Il résulte de l’ensemble de ces éléments, et notamment au regard du caractère précaire de la convention lui ayant permis d’occuper les lieux, et de son refus de plusieurs propositions de relogement, que Madame [I] [N] n’a pas démontré sa bonne foi.
Dès lors, il n'y a pas lieu d'accorder les délais sollicités. En conséquence, la demande est rejetée.
Sur les demandes accessoires
Au regard de la nature de la demande, les dépens seront mis à la charge de Madame [I] [N].
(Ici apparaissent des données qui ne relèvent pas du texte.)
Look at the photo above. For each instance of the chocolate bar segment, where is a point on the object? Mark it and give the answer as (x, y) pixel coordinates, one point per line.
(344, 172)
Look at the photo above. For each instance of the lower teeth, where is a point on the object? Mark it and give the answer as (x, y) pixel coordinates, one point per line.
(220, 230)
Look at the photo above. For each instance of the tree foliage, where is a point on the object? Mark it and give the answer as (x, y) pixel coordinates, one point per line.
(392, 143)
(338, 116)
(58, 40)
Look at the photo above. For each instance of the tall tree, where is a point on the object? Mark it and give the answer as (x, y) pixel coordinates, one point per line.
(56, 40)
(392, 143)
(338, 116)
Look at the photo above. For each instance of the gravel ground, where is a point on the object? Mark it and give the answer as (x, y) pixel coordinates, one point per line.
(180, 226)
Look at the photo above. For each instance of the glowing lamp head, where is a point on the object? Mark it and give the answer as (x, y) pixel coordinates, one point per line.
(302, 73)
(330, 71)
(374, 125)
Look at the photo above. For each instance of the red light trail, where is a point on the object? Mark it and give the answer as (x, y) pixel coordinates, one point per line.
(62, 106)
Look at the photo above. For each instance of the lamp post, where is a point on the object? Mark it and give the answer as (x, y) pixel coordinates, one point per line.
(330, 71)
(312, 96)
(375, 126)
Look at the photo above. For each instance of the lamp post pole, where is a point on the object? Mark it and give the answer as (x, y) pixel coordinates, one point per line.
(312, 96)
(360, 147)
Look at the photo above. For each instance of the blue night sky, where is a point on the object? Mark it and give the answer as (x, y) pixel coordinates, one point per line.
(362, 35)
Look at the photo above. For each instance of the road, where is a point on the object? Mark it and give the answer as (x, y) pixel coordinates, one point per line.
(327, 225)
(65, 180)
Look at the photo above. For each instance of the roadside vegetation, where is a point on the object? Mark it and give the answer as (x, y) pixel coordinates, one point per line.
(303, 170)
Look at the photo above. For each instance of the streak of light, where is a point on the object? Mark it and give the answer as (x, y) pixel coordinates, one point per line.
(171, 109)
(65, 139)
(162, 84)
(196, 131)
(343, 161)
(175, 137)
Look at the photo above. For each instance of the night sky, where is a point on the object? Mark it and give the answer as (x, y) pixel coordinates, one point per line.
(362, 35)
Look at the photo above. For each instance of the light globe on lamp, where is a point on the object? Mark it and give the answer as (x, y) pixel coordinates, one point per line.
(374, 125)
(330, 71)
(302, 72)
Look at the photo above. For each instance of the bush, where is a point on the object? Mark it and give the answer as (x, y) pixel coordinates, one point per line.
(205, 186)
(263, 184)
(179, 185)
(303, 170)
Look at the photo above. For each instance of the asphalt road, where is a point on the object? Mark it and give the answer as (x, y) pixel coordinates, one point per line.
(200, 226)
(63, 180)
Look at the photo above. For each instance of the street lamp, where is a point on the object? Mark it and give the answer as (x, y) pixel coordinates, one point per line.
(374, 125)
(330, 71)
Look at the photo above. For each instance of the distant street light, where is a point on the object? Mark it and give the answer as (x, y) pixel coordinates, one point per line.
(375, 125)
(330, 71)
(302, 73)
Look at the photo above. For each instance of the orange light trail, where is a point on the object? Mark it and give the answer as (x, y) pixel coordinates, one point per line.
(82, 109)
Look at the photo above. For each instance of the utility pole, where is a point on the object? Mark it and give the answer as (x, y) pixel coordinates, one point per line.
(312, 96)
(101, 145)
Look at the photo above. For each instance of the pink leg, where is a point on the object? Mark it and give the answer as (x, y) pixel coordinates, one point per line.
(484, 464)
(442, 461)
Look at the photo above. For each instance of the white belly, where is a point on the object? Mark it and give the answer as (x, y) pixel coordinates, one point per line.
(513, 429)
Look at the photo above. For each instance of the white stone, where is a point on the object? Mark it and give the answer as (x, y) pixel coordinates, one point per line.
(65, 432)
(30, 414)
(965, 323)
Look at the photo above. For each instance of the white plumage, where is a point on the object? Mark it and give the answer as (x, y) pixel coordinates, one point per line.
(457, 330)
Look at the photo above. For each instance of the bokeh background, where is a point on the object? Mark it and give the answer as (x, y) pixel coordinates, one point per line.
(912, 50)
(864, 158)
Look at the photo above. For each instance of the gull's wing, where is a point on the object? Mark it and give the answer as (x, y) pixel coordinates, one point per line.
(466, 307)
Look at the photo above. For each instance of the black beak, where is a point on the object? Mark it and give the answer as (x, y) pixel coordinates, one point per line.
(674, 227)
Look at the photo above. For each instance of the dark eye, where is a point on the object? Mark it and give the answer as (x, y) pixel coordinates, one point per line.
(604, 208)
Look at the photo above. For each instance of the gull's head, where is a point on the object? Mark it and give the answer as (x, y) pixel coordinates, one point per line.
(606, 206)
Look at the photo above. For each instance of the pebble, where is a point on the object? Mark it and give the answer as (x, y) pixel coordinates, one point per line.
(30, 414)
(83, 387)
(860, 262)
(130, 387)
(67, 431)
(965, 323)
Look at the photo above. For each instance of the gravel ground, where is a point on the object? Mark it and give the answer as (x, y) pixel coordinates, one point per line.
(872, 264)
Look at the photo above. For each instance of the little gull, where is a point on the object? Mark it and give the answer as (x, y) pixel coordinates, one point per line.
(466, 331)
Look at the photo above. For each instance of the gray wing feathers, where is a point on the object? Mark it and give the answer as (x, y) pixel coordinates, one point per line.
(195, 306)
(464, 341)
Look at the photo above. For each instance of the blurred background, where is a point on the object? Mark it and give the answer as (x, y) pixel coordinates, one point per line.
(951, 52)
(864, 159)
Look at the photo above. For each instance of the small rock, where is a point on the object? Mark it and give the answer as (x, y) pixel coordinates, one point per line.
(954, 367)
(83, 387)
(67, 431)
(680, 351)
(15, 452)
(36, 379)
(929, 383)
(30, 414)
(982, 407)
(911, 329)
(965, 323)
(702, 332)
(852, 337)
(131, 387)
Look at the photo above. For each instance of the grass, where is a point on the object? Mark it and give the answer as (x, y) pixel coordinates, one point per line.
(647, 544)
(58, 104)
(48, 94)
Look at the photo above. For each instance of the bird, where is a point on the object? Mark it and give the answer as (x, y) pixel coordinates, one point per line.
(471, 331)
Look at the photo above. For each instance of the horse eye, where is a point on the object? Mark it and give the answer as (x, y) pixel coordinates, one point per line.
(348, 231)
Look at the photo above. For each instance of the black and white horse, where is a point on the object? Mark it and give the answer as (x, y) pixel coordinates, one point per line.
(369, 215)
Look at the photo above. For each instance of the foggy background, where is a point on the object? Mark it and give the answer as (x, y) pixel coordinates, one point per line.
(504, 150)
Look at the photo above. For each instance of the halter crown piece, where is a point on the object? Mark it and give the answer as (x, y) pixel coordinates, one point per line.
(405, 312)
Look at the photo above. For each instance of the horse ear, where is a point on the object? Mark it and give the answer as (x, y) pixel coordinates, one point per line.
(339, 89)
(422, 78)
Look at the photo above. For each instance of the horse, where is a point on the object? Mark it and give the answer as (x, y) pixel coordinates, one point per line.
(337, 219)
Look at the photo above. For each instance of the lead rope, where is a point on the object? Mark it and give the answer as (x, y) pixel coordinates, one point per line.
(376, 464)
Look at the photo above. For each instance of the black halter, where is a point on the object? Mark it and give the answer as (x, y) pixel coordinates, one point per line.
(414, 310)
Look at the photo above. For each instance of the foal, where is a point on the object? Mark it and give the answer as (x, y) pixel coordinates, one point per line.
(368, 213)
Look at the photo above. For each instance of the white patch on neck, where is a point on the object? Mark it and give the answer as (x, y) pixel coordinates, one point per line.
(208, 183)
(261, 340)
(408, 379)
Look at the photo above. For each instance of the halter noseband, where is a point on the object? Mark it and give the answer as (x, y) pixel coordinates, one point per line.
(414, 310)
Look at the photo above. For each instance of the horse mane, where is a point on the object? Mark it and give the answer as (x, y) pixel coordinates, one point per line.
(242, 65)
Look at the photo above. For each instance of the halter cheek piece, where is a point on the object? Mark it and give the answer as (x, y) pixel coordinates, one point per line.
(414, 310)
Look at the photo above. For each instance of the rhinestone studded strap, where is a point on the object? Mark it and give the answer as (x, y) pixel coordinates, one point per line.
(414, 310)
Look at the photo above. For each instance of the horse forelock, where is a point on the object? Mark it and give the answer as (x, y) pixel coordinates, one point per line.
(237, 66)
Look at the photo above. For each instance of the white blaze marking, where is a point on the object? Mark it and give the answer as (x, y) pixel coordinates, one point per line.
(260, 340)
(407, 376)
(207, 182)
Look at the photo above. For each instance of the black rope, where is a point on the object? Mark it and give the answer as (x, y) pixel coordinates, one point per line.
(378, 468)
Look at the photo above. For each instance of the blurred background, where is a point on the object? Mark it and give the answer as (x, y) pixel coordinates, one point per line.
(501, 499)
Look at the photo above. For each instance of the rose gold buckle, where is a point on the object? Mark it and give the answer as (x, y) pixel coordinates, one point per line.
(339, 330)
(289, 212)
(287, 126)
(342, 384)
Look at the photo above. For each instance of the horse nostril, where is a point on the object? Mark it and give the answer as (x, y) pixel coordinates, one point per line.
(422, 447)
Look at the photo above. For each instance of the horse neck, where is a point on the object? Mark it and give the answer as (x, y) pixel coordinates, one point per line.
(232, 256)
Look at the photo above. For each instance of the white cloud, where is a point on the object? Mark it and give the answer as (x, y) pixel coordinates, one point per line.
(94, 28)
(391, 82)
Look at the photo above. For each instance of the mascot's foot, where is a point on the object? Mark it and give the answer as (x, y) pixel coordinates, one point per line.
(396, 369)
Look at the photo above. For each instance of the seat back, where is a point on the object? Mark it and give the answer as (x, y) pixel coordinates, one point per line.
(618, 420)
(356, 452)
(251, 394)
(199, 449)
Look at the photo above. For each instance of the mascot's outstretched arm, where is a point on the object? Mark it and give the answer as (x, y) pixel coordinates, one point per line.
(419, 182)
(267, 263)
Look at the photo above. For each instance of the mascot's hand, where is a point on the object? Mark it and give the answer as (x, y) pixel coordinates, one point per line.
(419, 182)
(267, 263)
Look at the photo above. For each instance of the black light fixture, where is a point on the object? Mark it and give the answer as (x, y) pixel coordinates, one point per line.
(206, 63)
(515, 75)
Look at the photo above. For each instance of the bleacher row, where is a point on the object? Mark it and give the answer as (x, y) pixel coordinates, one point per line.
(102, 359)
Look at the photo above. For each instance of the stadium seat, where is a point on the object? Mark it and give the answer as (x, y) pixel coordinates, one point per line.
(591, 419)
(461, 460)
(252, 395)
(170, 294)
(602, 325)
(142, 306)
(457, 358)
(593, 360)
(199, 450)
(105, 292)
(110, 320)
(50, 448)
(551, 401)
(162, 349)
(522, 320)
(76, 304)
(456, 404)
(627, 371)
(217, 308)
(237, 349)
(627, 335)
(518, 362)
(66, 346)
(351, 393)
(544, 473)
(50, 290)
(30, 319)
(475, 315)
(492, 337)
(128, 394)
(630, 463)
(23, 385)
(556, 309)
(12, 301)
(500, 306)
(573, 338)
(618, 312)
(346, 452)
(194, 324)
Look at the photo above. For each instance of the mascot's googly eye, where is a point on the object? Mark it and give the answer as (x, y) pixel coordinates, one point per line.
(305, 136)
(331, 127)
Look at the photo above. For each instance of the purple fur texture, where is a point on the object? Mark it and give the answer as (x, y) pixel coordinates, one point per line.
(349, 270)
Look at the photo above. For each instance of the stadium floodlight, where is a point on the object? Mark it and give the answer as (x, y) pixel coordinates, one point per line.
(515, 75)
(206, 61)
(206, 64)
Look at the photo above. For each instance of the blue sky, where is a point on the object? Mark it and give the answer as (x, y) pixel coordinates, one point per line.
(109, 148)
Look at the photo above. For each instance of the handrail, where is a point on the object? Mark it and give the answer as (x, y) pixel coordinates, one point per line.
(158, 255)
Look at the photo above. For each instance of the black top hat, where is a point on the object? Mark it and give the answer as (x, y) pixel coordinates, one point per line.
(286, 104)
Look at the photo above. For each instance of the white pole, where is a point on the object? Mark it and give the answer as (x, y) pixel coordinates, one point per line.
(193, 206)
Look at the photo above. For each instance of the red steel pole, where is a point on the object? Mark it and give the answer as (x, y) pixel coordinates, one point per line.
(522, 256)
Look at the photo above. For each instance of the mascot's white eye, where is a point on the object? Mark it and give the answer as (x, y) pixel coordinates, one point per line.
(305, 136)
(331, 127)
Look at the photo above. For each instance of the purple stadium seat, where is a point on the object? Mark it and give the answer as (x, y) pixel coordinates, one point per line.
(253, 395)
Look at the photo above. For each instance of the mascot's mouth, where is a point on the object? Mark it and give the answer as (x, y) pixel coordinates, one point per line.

L’association EQUALIS ayant exposé des frais non compris dans les dépens, il y a lieu de faire droit à sa demande et de condamner la partie demanderesse à lui verser la somme de 300 euros, en application de l'article 700 du code de procédure civile.
PAR CES MOTIFS
Le Juge de l’exécution statuant par mise à disposition au greffe, par décision contradictoire, en premier ressort,
REJETTE la demande de délais d’expulsion présentée par Madame [I] [N] sur le logement situé [Adresse 1] à [Localité 5] ;
RAPPELLE que nonobstant toute décision d'expulsion passée en force de chose jugée et malgré l'expiration des délais accordés en vertu de l'article L. 412-3, il est sursis à toute mesure d'expulsion non exécutée à la date du 1er novembre de chaque année jusqu'au 31 mars de l'année suivante, à moins que le relogement des intéressés soit assuré dans des conditions suffisantes respectant l'unité et les besoins de la famille ;
CONDAMNE Madame [I] [N] à payer à l’association EQUALIS la somme de 300 euros au titre de l’article 700 du code de procédure civile ;
CONDAMNE Madame [I] [N] aux dépens ;
RAPPELLE que les décisions du juge de l’exécution sont exécutoires de plein droit.
Ainsi jugé et mis à disposition au greffe, le 22 Décembre 2023. Le présent jugement a été signé par le Juge et le Greffier.